Esses sistemas de informação lidam com conhecimento explícito, cuja estrutura é centralizada e dispersa. Disperso, pois nem todos possuem acesso ao conhecimento, como por exemplo o sistema do setor de gestão de pessoas. No entanto, é centralizado pois as pessoas que fazem parte dessa área de negócio têm acesso ao sistema e os conhecimentos nele contidos. A busca pelos conhecimentos experienciais varia conforme o sistema utilizado, porém em alguns deles – como o CRM – podem ser por palavras-chave, como o nome da empresa ou do cliente.

Com relação aos processos operativos, os conhecimentos são filtrados, pois ocorre filtragem dos conteúdos a serem inseridos. A manutenção depende do sistema de informação, sendo um processo comum à habilitação e desabilitação de acesso. Os conhecimentos experienciais são acessíveis por meio da tecnologia. Dois desses sistemas estão em fase de incorporação à cultura organizacional. Foram implementados, no entanto, espera-se que os colaboradores criem rotinas para adequar o uso desses sistemas no desempenho de suas atividades.

4.2.5 Mídia social corporativa

Dos 10 entrevistados, dois citaram a mídia social corporativa como sendo fonte de busca de memória experiencial. É uttilizada como sistema de memória organizacional por uma pequena minoria. Consiste em uma plataforma de mídia social que reúne colaboradores, parceiros e gerentes da organização, que compartilham conhecimentos e interagem entre si. É um Facebook corporativo.

Uma das propostas da ferramenta é de servir como base de conhecimento, no entanto, a organização do estudo de caso a considera como ferramenta para comunicação interna. Ela possui potencial como um sistema de memória organizacional efetivo, de acordo com um dos gerentes:

“É uma ferramenta excelente, se usada. Acho que tem um potencial muito grande, [...] e poderia ter uma conotação ainda mais corporativa, com a ideia de substituir a intranet” (Entrevistado 2)

Dentre as dificuldades associadas a este sistema de memória estão:

- Impossibilidade de realizar busca por palavras-chave;

- Disponibilização das informações por data recente, dificultando o acesso a informações antigas;

- Informações temporais e que não necessariamente estão associadas ao desempenho das atividades da organização, o que impacta na percepção que os colaboradores têm do sistema;

- Ferramenta identificada na organização como sendo para comunicação.

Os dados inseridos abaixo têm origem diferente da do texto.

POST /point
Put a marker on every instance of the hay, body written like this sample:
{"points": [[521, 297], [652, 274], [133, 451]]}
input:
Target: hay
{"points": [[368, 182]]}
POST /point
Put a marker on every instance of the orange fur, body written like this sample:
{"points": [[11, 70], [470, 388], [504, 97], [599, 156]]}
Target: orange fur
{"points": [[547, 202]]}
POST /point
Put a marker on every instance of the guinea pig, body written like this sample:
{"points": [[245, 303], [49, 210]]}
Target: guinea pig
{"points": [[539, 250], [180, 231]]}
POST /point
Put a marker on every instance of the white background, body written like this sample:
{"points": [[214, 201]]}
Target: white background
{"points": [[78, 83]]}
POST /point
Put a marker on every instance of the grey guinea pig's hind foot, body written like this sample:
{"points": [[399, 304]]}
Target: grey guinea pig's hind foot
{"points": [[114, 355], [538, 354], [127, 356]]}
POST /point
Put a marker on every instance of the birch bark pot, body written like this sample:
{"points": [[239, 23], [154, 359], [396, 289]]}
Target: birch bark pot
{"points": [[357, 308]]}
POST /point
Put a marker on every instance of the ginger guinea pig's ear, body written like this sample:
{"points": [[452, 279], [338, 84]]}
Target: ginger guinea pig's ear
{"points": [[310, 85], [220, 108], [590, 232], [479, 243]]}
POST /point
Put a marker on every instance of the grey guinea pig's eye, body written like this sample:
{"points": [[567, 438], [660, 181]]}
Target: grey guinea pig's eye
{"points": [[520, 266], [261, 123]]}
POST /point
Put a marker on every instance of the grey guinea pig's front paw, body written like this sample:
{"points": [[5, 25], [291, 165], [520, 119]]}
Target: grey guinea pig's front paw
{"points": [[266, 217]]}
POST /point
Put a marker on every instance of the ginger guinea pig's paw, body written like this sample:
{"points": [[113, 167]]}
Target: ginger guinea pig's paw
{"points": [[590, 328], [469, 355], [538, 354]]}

Na mídia social corporativa, o conhecimento trabalhado é o explícito e a estrutura é dispersa. Isto porque os colaboradores não têm acesso ao mesmo conhecimento, ao envolver relacionamentos, e pelo conhecimento experiencial estar disperso entre os colaboradores. Ela não possibilita a busca pelos conhecimentos, apenas pelo nome dos colaboradores e setores que possuem perfis na plataforma. A partir disso, os resultados são listados por data, da mais recente a mais antiga, demandando tempo e disposição do usuário para encontrar conhecimentos, sendo portanto, pouco utilizada pelos gerentes.

“Ela não organiza as informações no perfil. Ele mistura com o perfil de outras pessoas que postaram outras coisas. Então, eu não consigo entrar só em um perfil e encontrar o que foi postado. Para mim é uma dificuldade (...). A gente passa bastante tempo procurando (...)” (Entrevistado 7)

O conhecimento não perpassa por intermediários, sendo o conteúdo não filtrado. Para inserção de arquivos, basta o usuário logar na mídia, buscar o grupo de trabalho ou publicar o documento para a disponibilização temporal para toda a organização. A manutenção engloba a etapa de habilitação e desabilitação de usuários. Vale destacar que com a saída dos colaboradores, a busca por conteúdos publicados não é viável. No entanto, interações realizadas por eles são visíveis nos conteúdos publicados. O acesso aos conhecimentos é viabilizado pela tecnologia. Embora reconhecida por um dos gestores como sendo importante como ferramenta para a gestão do conhecimento, a mídia social corporativa é um sistema de memória pouco utilizado e reconhecido.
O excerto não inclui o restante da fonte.